On 24 June 2026, the Council of the European Union adopted a recommendation setting out the economic, social, employment, structural and budgetary policies for the Netherlands. The recommendation, published as a Council note, establishes binding net expenditure growth limits from 2026 to 2030 and calls for reforms to reduce tax distortions, increase housing supply, and improve long-term care cost-effectiveness.
The fiscal path requires the Netherlands to limit net expenditure growth to 4.7% in 2026, 3.5% in 2027, 3.1% in 2028, 3.5% in 2029, and 3.7% in 2030, with cumulative growth from the 2025 base reaching 19.9% by 2030. The Council notes that in 2025 net expenditure grew by 7.2% annually and 10.6% cumulatively over 2024-2025, exceeding recommended rates by 1.5% and 1.0% of GDP respectively. For 2026, projected growth of 4.9% exceeds the recommended 4.7% by 0.1% of GDP.
On tax reform, the Council recommends reducing unequal treatment of mortgage interest deductions, imputed rent, pension contributions, and assets in closely held companies, with a possible transition to a capital growth tax by 2028. To address housing supply bottlenecks, the Netherlands should streamline planning and permitting (currently taking 6-7 years), simplify building regulation, make more land available, and tackle labour shortages, nitrogen deposition, and grid congestion. In the private rental market, the Council advises recalibrating regulated rents in line with property valuations to stimulate investment and reduce mortgage debt incentives.

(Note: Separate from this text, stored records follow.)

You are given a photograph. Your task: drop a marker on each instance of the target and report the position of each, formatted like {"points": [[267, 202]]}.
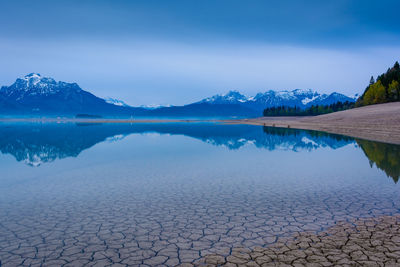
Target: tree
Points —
{"points": [[376, 93], [371, 81], [394, 90]]}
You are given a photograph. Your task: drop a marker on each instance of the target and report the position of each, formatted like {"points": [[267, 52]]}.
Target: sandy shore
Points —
{"points": [[377, 122]]}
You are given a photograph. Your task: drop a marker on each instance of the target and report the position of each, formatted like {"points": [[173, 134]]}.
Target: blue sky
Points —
{"points": [[175, 52]]}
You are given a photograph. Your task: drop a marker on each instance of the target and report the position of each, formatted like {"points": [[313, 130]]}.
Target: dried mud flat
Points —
{"points": [[361, 242], [377, 122]]}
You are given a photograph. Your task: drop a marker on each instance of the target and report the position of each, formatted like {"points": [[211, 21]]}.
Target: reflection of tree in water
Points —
{"points": [[35, 144], [385, 156], [314, 134]]}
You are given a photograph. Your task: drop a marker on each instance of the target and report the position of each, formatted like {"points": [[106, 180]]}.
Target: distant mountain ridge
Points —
{"points": [[298, 97], [34, 94], [37, 95]]}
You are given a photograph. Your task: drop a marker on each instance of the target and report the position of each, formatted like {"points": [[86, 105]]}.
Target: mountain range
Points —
{"points": [[37, 95]]}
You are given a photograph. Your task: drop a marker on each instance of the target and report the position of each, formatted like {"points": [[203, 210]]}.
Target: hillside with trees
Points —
{"points": [[385, 89]]}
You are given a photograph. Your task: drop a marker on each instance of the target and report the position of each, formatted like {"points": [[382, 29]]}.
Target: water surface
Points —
{"points": [[173, 192]]}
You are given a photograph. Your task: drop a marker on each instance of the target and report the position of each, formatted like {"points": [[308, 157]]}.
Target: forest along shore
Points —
{"points": [[380, 122]]}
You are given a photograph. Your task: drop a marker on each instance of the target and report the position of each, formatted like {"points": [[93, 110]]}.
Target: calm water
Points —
{"points": [[169, 193]]}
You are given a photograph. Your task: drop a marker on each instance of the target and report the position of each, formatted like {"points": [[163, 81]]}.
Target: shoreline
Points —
{"points": [[380, 122]]}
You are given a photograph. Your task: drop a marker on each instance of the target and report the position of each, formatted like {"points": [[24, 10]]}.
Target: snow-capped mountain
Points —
{"points": [[116, 102], [35, 94], [232, 97], [299, 97]]}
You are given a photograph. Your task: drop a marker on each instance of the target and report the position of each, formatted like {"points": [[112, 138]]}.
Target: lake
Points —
{"points": [[170, 193]]}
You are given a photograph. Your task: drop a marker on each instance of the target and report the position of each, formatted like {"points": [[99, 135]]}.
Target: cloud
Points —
{"points": [[153, 71]]}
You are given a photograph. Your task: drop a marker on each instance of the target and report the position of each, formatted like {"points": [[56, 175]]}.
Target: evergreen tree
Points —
{"points": [[371, 81]]}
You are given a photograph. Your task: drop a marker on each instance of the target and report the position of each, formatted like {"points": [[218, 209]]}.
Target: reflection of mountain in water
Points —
{"points": [[37, 143]]}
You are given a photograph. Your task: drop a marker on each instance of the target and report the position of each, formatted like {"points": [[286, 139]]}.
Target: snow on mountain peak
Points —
{"points": [[116, 102]]}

For long-term care, the recommendation calls for aligning co-payments with care costs and investing in prevention and community-based care, with the coalition government aiming for structural savings of about 0.2% of GDP. The Council also urges rapid deployment of new investments from the mid-term review of cohesion policy, linked to five priorities in the Mid-Term Review Regulation.
The Council assesses that the Netherlands is no longer experiencing macroeconomic imbalances, as vulnerabilities related to household debt, the housing market, and the current account surplus have lessened. However, it warns that remaining vulnerabilities require continued monitoring and structural reforms.
Stakeholder impact - Dutch government: Must adhere to strict net expenditure growth limits, requiring fiscal discipline and potentially difficult spending cuts or tax increases. The recommendation is legally non-binding but carries political weight under the EU's economic governance framework. - Homeowners and mortgage borrowers: Tax reforms targeting mortgage interest deductions and imputed rent could increase housing costs, while a shift to capital gains taxation may affect property investors. - Housing construction sector: Streamlined planning and permitting, along with measures to address labour and grid constraints, could accelerate project timelines and reduce costs, benefiting developers and construction firms. - Long-term care providers and patients: Aligning co-payments with care costs may increase out-of-pocket expenses for some patients, while investment in prevention and community-based care could shift service delivery models.
Institutional follow-up The Council recommendation is addressed to the Netherlands, which is expected to reflect it in its national policies and report on progress in its annual Stability Programme and National Reform Programme. The European Commission will monitor compliance and may issue further recommendations if deviations persist.